Allah’ın (c.c) koyduğu ilahi kanunlarda olsun, yarın mahşer yerinde verilecek hesaplarda olsun her insanın yaptıklarından ancak kendisini sorumlu tutmakta ve kesinlikle babanın suçundan dolayı evladını veya yakınlarını muaheze (hesaba) etmemektedir. Atalarımız bunu, “her koyun kendi bacağından asılır” cümlesiyle veciz hale getirmişlerdir.

Bu gün Kahramanmaraş olayları, Sivas Madımak oteli yangını olayları, Menemen olayları gibi olaylar maalesef bu durumdan çıkartılmış, nesiller boyu bir kin gütme davası haline getirilmiştir.

Nasreddin hoca bir arkadaşıyla yolda giderlerken önlerine bir köpek çıkar. Hoca hemen bastonunun kaptığı gibi köpeğe vurmaya başlar. Arkadaşı dayanamaz;

  • Hocam. Allah’tan kork. Bu köpeğin ne suçu vardır ki dövüyorsun der. Hoca;
  • Geçenlerde bir köyde bana saldırmış benim bacağımı ısırmıştı, diye cevap verir.

Arkadaşı bu defa;

  • Aman hoca burası orası değil, bu köpekte o köpek değil, deyince Hoca;
  • Biliyorum. Ama bu da onun sülalesindedir (!) diye cevap verir.

1400 YILLIK BİR DAVA 

Muharrem ayında, Kerbela’da Peygamberimizin torunu Hazreti Hüseyin’i ve arkadaşlarını şehit eden Yezit ve ordusu elbette büyük bir cür’me imza atmışlardır. Ama aradan 1400 sene geçmiştir. Şimdi ne Yezit vardır ne de onun ordusundan bir kişi… Ama bu gün bu merasimler esnasında orada ki topluluğun kalplerine, sanki bu gün de Yezit varmışcasına kin ve nefret tohumları ekmek doğru değildir.

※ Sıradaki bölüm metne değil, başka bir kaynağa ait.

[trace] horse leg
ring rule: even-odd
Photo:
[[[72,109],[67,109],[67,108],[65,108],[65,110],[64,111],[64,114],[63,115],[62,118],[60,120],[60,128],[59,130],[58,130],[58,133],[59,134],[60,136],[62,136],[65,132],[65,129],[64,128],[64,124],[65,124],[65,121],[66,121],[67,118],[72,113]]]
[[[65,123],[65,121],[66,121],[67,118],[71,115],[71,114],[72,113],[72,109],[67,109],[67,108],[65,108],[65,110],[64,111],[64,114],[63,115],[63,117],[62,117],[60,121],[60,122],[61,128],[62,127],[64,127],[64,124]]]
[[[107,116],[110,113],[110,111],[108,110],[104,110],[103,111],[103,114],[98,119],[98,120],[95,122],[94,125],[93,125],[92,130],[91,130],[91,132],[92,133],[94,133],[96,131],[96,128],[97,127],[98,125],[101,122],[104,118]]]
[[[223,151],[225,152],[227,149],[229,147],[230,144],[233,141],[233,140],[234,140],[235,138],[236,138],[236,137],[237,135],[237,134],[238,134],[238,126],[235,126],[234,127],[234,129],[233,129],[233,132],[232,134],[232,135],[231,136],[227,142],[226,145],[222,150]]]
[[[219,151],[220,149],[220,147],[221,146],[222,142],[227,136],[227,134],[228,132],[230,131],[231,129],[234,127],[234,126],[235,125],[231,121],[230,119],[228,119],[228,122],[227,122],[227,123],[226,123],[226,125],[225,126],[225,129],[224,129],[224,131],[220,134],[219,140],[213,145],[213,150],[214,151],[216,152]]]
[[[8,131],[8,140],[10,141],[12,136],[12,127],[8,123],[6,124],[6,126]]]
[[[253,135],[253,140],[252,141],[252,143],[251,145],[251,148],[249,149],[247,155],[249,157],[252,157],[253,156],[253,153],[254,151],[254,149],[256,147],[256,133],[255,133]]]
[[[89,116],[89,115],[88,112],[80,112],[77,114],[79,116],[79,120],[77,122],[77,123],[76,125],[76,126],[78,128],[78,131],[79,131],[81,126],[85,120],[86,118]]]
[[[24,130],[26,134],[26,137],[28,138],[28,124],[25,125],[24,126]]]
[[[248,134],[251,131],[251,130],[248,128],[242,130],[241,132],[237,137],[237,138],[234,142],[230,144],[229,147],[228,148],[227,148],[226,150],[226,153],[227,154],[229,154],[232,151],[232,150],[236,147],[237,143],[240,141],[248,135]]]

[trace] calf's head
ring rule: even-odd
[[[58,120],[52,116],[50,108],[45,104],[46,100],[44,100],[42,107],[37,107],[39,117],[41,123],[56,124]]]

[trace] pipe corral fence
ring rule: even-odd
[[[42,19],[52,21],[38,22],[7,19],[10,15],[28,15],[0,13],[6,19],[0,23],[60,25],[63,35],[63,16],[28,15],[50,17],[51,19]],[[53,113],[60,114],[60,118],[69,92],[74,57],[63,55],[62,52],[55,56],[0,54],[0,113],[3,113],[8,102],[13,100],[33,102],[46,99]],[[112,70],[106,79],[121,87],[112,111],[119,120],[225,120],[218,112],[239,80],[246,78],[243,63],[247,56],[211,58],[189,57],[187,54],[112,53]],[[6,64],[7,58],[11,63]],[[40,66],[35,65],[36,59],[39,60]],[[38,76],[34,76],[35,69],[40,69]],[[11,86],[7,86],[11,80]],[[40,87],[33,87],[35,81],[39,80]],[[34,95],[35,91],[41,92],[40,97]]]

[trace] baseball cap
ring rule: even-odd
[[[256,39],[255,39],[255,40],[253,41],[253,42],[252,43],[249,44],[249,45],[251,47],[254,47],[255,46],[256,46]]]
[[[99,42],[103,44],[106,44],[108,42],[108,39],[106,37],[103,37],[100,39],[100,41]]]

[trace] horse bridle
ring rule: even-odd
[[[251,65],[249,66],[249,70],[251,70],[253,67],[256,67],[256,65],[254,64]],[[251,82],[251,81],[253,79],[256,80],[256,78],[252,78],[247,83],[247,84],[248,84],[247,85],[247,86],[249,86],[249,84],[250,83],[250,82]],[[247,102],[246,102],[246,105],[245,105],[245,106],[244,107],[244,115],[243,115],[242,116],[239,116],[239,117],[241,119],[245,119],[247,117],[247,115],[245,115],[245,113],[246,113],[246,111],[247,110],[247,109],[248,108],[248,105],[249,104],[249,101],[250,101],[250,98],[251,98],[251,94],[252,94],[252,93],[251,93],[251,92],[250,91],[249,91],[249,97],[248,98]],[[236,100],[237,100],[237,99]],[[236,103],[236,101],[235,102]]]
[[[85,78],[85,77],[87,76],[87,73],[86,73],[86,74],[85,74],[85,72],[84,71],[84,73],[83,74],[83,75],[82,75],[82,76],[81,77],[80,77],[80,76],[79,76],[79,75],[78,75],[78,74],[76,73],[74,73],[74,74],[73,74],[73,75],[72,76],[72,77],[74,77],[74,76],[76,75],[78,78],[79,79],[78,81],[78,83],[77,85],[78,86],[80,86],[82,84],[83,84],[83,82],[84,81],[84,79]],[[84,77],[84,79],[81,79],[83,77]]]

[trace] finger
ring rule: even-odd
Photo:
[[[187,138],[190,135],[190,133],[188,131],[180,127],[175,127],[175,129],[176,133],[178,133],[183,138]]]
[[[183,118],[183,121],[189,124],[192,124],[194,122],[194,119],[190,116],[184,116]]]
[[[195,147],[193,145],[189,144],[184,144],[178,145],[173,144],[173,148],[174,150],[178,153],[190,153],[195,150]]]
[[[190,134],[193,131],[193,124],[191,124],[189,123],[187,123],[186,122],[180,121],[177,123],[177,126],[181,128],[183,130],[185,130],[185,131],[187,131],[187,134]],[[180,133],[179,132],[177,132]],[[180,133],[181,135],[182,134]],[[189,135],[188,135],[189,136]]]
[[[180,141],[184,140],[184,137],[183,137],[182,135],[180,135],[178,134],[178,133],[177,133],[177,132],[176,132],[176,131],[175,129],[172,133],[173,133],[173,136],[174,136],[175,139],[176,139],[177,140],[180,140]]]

Eğer sadece acılarımızı merasimlerle tekrarlıyoruz, denecek olursa Peygamberimizin acılar karşısında ne yaptıklarına iyi bakmamız lazımdır. Zira o Cenab-ı Hak’kın bize örnek insan olarak gönderdiği bir peygamberidir.

Dedesi Abdülmuttalip, oğlu İbrahim, hanımı Hazreti Hatice vefat ettiler. Amcası Hazret-i Hamza şehit edildi. Hem de ne şahadet. Onu Vahşi adında biri öldürdü, Ebu Talibin hanımı Hind’de göğsünden ciğerini çıkarttırdı.

Peygamberimizin bu olaylar karşısında tavrı ne olmuştu? Bunların yıl dönümlerinde nasıl hareket etmişti? Allah’ın rızasını kazanmak isteyenlerin, cenneti kazanmak isteyenlerin buna çok dikkat etmesi lazımdır.

Eğer bu gün “Hazreti Hüseyin’in intikamını alacağız” diye düşünülüyorsa bu davranış bir mukadder soruyu gündeme getirmektedir ki o soru; “Kim veya kimlerden, alacaksınız?” sorusudur. Tabii bu davranış suçun şahsiliği prensibini ortadan kaldırmakta ve gelen nesilleri de suçlu gibi göstermeye kalkışılmaktır.

Merasimler, dualarla, niyazlarla ve salâvatlarla yapılmalı ve merasimdeki insanların “Ben o devirde yaşasaydım, belki taraflardan birinde yer alabilirdim ve kılıcım kana bulanabilirdi. Çok şükür ki bu devirde yaşıyorum. Öyleyse bugün dilimi kana bulanmaktan beni sen koru ya rabbi” diyebilmelidir.